Azerbaijani opposition leader Ilgar Mammadov freed

Azerbaijan’s most prominent opposition leader, Ilgar Mammadov, was released from prison on August 13, a move welcomed by his many supporters in the country and abroad, but which skeptics saw as a half-measure and a transparent ploy to curry favor with Europe.

“It is a victory, but it is not a full one. We demand acquittal," Mammadov said minutes after leaving a hearing at the Shaki Court of Appeals, which suspended the two years remaining on his sentence. Mammadov had spent five years in prison. The court also banned him from leaving the country.

Mammadov later gave a speech in front of his apartment building in which he credited his release to “the solidarity of Republican young and active people and their efforts to support me. Without all these, today’s outcome would not be possible.” Mammadov said that his release was originally set for August 10, but was postponed due to a large crowd gathering in front of the court.

Mammadov was arrested in January 2013 on charges of organizing mass riots against the local government in the Ismayilli region, and was subsequently sentenced to seven years in prison. Mammadov has rejected all the accusations.

In 2014, the European Court of Human Rights ruled that Mammadov's arrest and pre-trial detention were initiated to silence him for criticizing the government. In December, the Council of Europe launched a legal action against Azerbaijan over Mammadov's detention, raising the specter that Azerbaijan could be kicked out of the 47-nation council.

Mammadov is the leader of the opposition ReAL party, and is often seen as one of the most potentially powerful challengers to the current administration. “The problem Mammadov poses for President [Ilham] Aliev is analogous to the one that Alexei Navalny (a different sort of personality but of similar standing) poses for Vladimir Putin: he represents a credible alternative to the status quo,” veteran Caucasus analyst Thomas de Waal wrote in February.

German Chancellor Angela Merkel is scheduled to visit Baku on August 23, leading to some speculation that the Azerbaijani government was trying to make a gesture to blunt potential criticism.
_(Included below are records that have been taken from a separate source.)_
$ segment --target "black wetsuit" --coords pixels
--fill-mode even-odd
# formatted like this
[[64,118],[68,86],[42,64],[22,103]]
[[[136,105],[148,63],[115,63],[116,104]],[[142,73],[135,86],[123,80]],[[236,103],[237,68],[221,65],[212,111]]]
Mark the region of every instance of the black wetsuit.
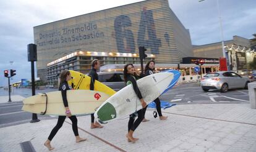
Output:
[[[155,72],[153,70],[149,69],[149,70],[148,70],[146,71],[146,72],[145,73],[145,76],[149,76],[149,75],[153,74],[154,73],[155,73]],[[159,114],[159,116],[160,116],[160,117],[162,116],[163,115],[162,115],[162,112],[161,111],[161,103],[160,103],[160,100],[159,99],[159,98],[156,98],[154,100],[154,102],[156,103],[156,111],[157,111],[157,113]],[[148,106],[147,106],[145,108],[145,111],[143,111],[144,112],[144,116],[145,116],[145,114],[146,113],[147,108],[148,108]]]
[[[92,68],[91,71],[90,71],[89,74],[88,74],[88,76],[91,77],[90,90],[94,90],[94,82],[95,82],[95,80],[99,79],[96,69]],[[94,113],[91,114],[91,122],[94,123]]]
[[[64,81],[59,85],[59,90],[61,91],[61,95],[62,96],[63,103],[65,107],[69,106],[67,100],[67,90],[70,90],[69,85],[67,84],[67,81]],[[72,112],[72,111],[71,111]],[[58,119],[57,124],[53,129],[48,137],[48,139],[51,141],[55,135],[57,134],[57,132],[59,129],[62,126],[62,124],[65,121],[66,116],[59,116]],[[75,116],[71,116],[69,118],[72,121],[72,128],[73,129],[74,134],[75,136],[79,135],[78,129],[77,129],[77,119]]]
[[[140,90],[139,89],[138,86],[137,85],[136,79],[138,78],[135,78],[134,76],[132,76],[130,74],[128,74],[127,78],[126,80],[126,84],[129,85],[129,84],[132,84],[134,90],[137,94],[137,96],[139,99],[142,98],[142,95],[140,93]],[[139,101],[140,102],[140,101]],[[142,122],[142,120],[144,119],[144,108],[142,108],[139,111],[137,111],[137,113],[138,114],[138,118],[135,121],[135,114],[132,114],[130,115],[130,119],[129,120],[128,122],[128,132],[130,130],[132,130],[132,131],[134,131],[136,128],[139,126],[139,125]]]

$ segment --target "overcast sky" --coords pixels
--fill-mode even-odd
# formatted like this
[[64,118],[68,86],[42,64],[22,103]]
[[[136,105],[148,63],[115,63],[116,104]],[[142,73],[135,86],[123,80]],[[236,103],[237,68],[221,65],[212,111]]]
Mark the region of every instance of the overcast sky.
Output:
[[[16,70],[11,82],[31,79],[27,45],[33,43],[33,27],[139,0],[9,0],[0,1],[0,86],[7,84],[4,70]],[[221,41],[216,0],[169,0],[186,28],[192,44]],[[224,39],[256,33],[255,0],[220,0]],[[14,62],[12,65],[10,62]]]

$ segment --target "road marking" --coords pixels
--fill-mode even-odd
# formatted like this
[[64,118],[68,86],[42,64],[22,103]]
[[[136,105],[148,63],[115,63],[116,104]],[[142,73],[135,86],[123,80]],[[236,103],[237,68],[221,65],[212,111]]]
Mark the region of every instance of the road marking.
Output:
[[248,95],[231,95],[232,96],[237,96],[237,97],[242,97],[242,96],[246,96],[248,97]]
[[4,107],[1,107],[0,109],[6,108],[11,108],[11,107],[15,107],[15,106],[23,106],[23,105],[4,106]]
[[56,116],[55,116],[55,115],[49,115],[49,116],[50,116],[50,117],[56,117]]
[[8,115],[8,114],[12,114],[22,113],[25,113],[25,111],[18,111],[18,112],[14,112],[14,113],[3,113],[3,114],[0,114],[0,116]]
[[169,112],[165,112],[165,111],[162,111],[162,113],[169,113],[169,114],[175,114],[175,115],[179,115],[179,116],[187,116],[187,117],[192,117],[192,118],[201,118],[201,119],[205,119],[213,120],[213,121],[224,121],[224,122],[233,122],[233,123],[237,123],[237,124],[249,124],[249,125],[256,126],[255,124],[250,124],[250,123],[247,123],[247,122],[238,122],[238,121],[228,121],[228,120],[218,119],[214,119],[214,118],[205,118],[205,117],[200,117],[200,116],[192,116],[192,115],[189,115],[189,114],[178,114],[178,113],[169,113]]
[[216,102],[216,101],[215,100],[215,99],[214,99],[214,97],[210,96],[209,98],[210,98],[210,99],[211,100],[211,102]]
[[179,99],[171,100],[170,102],[179,102],[179,101],[181,101],[181,100],[182,100],[182,98],[179,98]]
[[208,95],[216,95],[216,93],[214,94],[207,94]]
[[185,94],[182,94],[182,95],[176,95],[176,96],[184,96]]
[[196,92],[196,91],[202,91],[202,90],[203,90],[202,89],[198,89],[198,90],[193,90],[193,91]]
[[237,91],[237,92],[241,92],[242,94],[245,94],[245,95],[248,95],[247,93],[244,92],[243,91]]
[[193,102],[210,102],[211,100],[197,100],[197,101],[193,101]]
[[16,104],[20,104],[22,103],[22,102],[15,102],[15,103],[0,103],[0,106],[1,105],[16,105]]
[[227,96],[224,96],[224,95],[223,95],[223,96],[220,96],[220,97],[225,97],[225,98],[227,98],[233,99],[233,100],[238,100],[238,101],[246,102],[249,102],[249,101],[245,100],[242,100],[242,99],[239,99],[239,98],[231,98],[231,97],[227,97]]

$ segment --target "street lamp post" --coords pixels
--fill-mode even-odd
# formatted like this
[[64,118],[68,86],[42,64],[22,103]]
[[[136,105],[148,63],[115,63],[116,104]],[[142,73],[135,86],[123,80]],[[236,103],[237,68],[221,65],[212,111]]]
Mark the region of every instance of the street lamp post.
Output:
[[[198,2],[202,2],[205,0],[199,0]],[[218,9],[218,14],[219,17],[219,22],[220,22],[220,27],[221,30],[221,47],[222,47],[222,53],[223,54],[223,57],[226,58],[227,60],[227,63],[229,62],[228,57],[227,57],[227,54],[226,53],[226,50],[224,49],[224,37],[223,37],[223,30],[222,28],[222,20],[221,20],[221,12],[220,9],[220,5],[219,5],[219,0],[216,0],[217,3],[217,9]],[[229,67],[228,66],[228,69],[229,70]]]

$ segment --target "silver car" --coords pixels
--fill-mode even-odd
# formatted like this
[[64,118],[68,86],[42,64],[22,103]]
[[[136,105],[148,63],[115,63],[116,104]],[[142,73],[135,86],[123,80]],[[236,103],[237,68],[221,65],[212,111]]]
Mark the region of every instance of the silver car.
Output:
[[100,82],[116,91],[126,86],[122,71],[100,72],[98,73],[98,75]]
[[220,71],[207,74],[201,80],[201,87],[204,91],[218,89],[226,92],[229,89],[244,88],[248,89],[249,79],[242,77],[231,71]]

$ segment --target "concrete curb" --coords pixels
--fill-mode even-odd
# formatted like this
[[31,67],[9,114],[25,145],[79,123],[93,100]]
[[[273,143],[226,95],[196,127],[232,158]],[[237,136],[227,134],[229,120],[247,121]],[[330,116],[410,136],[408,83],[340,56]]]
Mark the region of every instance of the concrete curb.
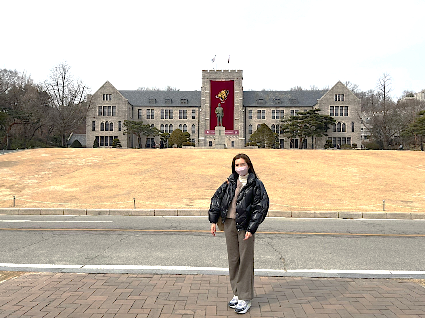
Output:
[[[208,210],[199,209],[34,209],[0,208],[0,215],[134,215],[206,216]],[[280,218],[326,218],[339,219],[425,220],[425,212],[354,212],[348,211],[274,211],[268,216]]]

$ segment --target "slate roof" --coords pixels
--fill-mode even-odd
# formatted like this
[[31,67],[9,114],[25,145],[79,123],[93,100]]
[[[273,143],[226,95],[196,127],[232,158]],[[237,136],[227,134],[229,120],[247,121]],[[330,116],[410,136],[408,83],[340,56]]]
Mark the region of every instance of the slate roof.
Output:
[[[119,91],[133,106],[149,105],[149,99],[155,98],[155,106],[201,106],[201,91]],[[171,104],[165,104],[165,98],[171,98]],[[187,100],[187,103],[180,103],[180,99]],[[150,104],[152,105],[152,104]]]
[[[244,106],[314,106],[317,100],[327,91],[244,91]],[[259,105],[258,98],[264,98],[264,103]],[[280,103],[275,103],[275,98],[280,98]],[[292,98],[297,99],[296,104],[291,103]]]

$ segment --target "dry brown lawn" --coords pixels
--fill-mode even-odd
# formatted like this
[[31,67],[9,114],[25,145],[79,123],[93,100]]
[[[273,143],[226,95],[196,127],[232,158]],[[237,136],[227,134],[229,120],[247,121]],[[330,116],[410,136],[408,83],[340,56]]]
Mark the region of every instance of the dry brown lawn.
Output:
[[23,151],[0,156],[0,206],[208,209],[240,151],[272,210],[425,212],[424,153],[336,150]]

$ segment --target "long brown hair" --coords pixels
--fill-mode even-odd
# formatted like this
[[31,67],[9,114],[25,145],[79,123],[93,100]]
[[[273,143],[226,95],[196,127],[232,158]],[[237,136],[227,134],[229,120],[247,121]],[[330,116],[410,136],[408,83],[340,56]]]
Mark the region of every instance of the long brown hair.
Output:
[[255,178],[260,179],[257,176],[257,174],[255,173],[255,171],[254,170],[254,166],[252,165],[252,163],[251,162],[251,159],[245,153],[238,153],[235,156],[233,160],[232,161],[232,172],[235,175],[235,176],[238,176],[238,173],[235,170],[235,162],[237,159],[243,159],[244,160],[246,164],[249,166],[249,169],[248,170],[248,173],[252,172],[254,173],[254,175],[255,176]]

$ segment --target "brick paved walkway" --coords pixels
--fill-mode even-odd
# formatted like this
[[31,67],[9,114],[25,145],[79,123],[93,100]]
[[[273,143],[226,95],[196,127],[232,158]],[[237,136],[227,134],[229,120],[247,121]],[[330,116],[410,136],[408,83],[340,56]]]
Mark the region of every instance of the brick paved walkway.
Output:
[[[397,279],[256,277],[242,316],[425,318],[425,287]],[[229,278],[25,273],[0,284],[3,317],[223,317]]]

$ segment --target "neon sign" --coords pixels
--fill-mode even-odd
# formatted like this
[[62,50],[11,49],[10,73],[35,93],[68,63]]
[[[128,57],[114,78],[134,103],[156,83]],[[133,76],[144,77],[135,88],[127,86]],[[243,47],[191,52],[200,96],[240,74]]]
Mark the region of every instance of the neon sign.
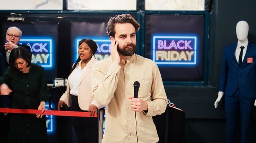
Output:
[[23,36],[20,43],[30,47],[32,53],[31,62],[38,64],[45,69],[53,67],[53,39],[49,37]]
[[157,64],[197,64],[197,36],[155,35],[152,38],[152,58]]
[[97,51],[94,54],[96,59],[99,61],[103,60],[110,56],[110,49],[111,48],[111,42],[108,37],[95,37],[90,36],[80,36],[75,39],[74,53],[76,56],[74,56],[74,62],[75,62],[79,56],[78,48],[79,43],[82,39],[91,39],[94,41],[98,46]]

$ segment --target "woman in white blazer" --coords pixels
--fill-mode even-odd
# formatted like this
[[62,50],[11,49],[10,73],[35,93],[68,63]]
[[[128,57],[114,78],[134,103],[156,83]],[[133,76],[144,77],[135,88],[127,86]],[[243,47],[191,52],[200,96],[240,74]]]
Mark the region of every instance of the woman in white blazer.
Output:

“This is the sound of Angela Merkel's footsteps getting close to Azerbaijan, wrote Hebib Müntezir, one of the founders of opposition media outlet Meydan TV, in a Facebook post. “Ilgar Mammadov was conditionally released. Let the same happen to other political prisoners.” Human rights activists say that Azerbaijan still has more than 150 political prisoners. 

The Council of Europe welcomed the release. “We cannot accept political prisoners in Europe, innocent people should not be deprived of their liberty and the judgments of the European Court of Human Rights must be executed,” said Thorbjørn Jagland, the council's general secretary, in a statement.

“Five years were not easy,” Vafa Mammadova, Mammadov's wife told reporters. “We suffered a lot. But finally, Ilgar is returning home."

Lamiya Adilgizi is a freelance Azerbaijani journalist.